Der 10.000er soll sogar den Aufprall von Betonplatten überstehen können, die aus dem dritten Stock eines Hauses geworfen werden - ein Szenario, das etwas aus der Luft gegriffen zu sein scheint. Schließlich scheint die Zeit der gewalttätigen Großdemonstration vorbei zu sein. Heutzutage müht sich die Polizei meist mit Kleingruppen ab statt mit großen Massen an Demonstranten. Ein Heiligendamm wird es so schnell nicht mehr geben. Warum also das alles? "In den vergangenen Jahren hat die Gewaltbereitschaft gegenüber Polizeibeamten bei Demonstrationen enorm zugenommen", sagt Achim Friedl, "gerade bei links- oder rechtsradikalen Szenarien." Natürlich könne er auch kritische Stimmen verstehen. Solche, die bei Wasserwerfern sofort an Günther Sare denken, der 1985 in Frankfurt von einem solchen Gefährt überrollt wurde. Die in einem Wasserwerfer also eher ein aggressives Werkzeug staatlicher Gewalt sehen als ein "geschütztes Tankfahrzeug", wie das Gerät beim Bundesinnenministerium offiziell heißt. "Aber man muss sich auch ansehen, was in Hamburg passiert oder regelmäßig am 1. Mai in Berlin", sagt Friedl. 440 Polizisten sind dort nach offiziellen Angaben verletzt worden, im Vorjahr seien es 112 gewesen. "Was sollen wir da machen?", fragt Friedl: "Gummigeschosse einsetzen oder sogar scharf schießen? Das brauchen wir nicht, wenn wir mit Wasser zum Erfolg kommen können."
Beim neuen Typ könnten die Bediener außerdem den Wasserdruck genauer regeln. "Bei Sitzblockaden beispielsweise müssen wir nun nicht mehr gleich mit dem heftigsten Wasserstrahl rangehen", sagt Karl-Heinz Meyer, "da können wir nun erst einmal einen weichen Wasserstrahl nutzen", eine Art Wasserglocke, "die Respekt einflößt." Doch egal, wie man es nennt: Am Ende bleibt ein Wasserwerfer ein Wasserwerfer.

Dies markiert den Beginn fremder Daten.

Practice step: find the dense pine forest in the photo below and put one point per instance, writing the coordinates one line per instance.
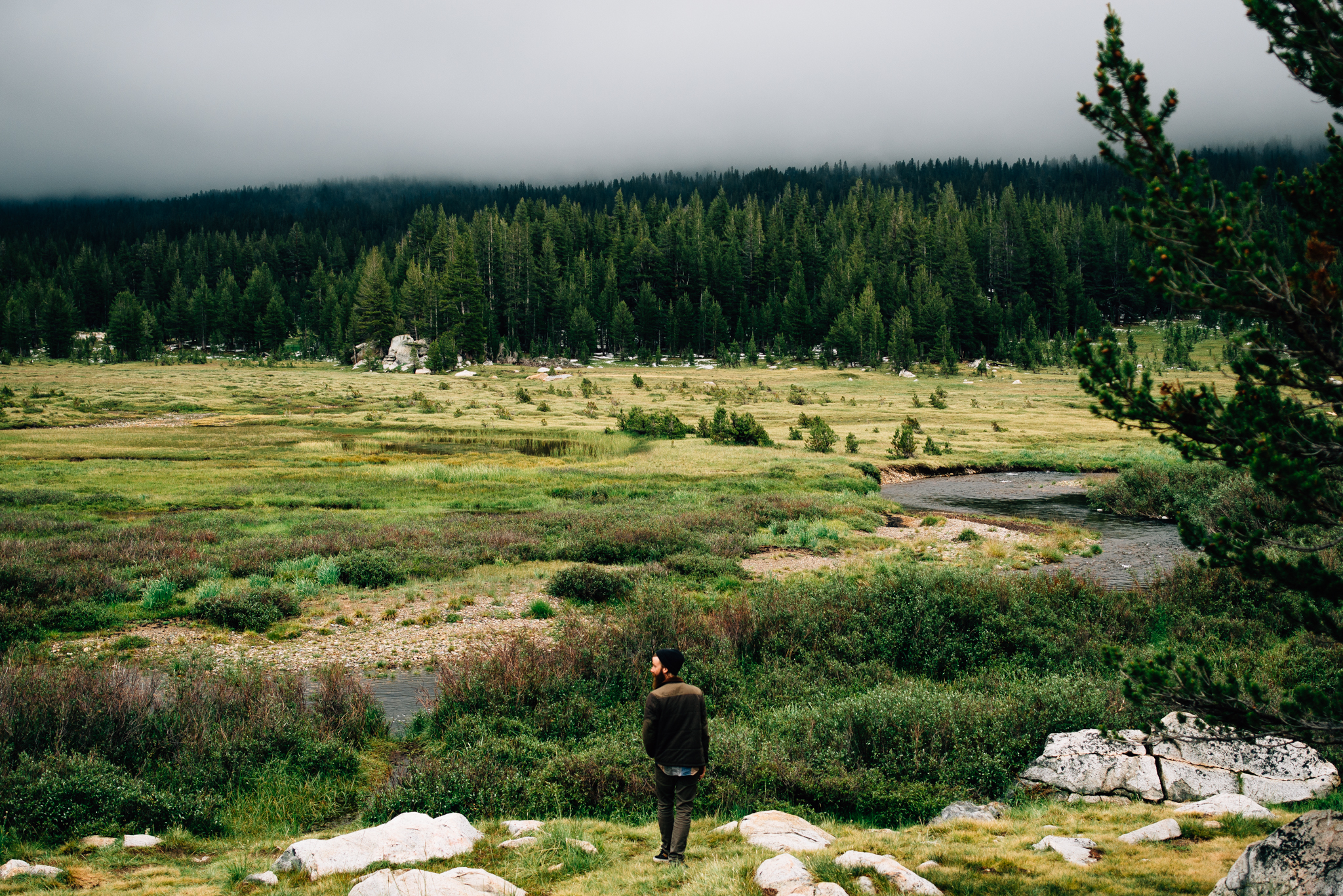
(920, 262)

Draußen, vor dem Hubschrauberhangar fahren Polizeiwagen vor. Die Vorstellung in St. Augustin ist zu Ende, einige Beamte posieren noch vor dem "Transformer" für Fotos. Bald wird sich der "Wasserwerfer 10.000" auf den Weg nach Hamburg machen - auf eigenen Rädern, über die Autobahn, zwischen Last- und Privatwagen. In Hamburg und in Berlin soll der Prototyp dann drei Monate lang unter der Leitung der Bundespolizei getestet werden. In der zweiten Jahreshälfte soll das erste Serienfahrzeug in Dienst gehen - in welchem Bundesland, wird noch entschieden. "Da, wo das erste gebraucht wird", sagt Karl-Heinz Meyer von der Bundespolizei und lächelt - "und so wie es derzeit aussieht, wird das wahrscheinlich nicht das Saarland sein."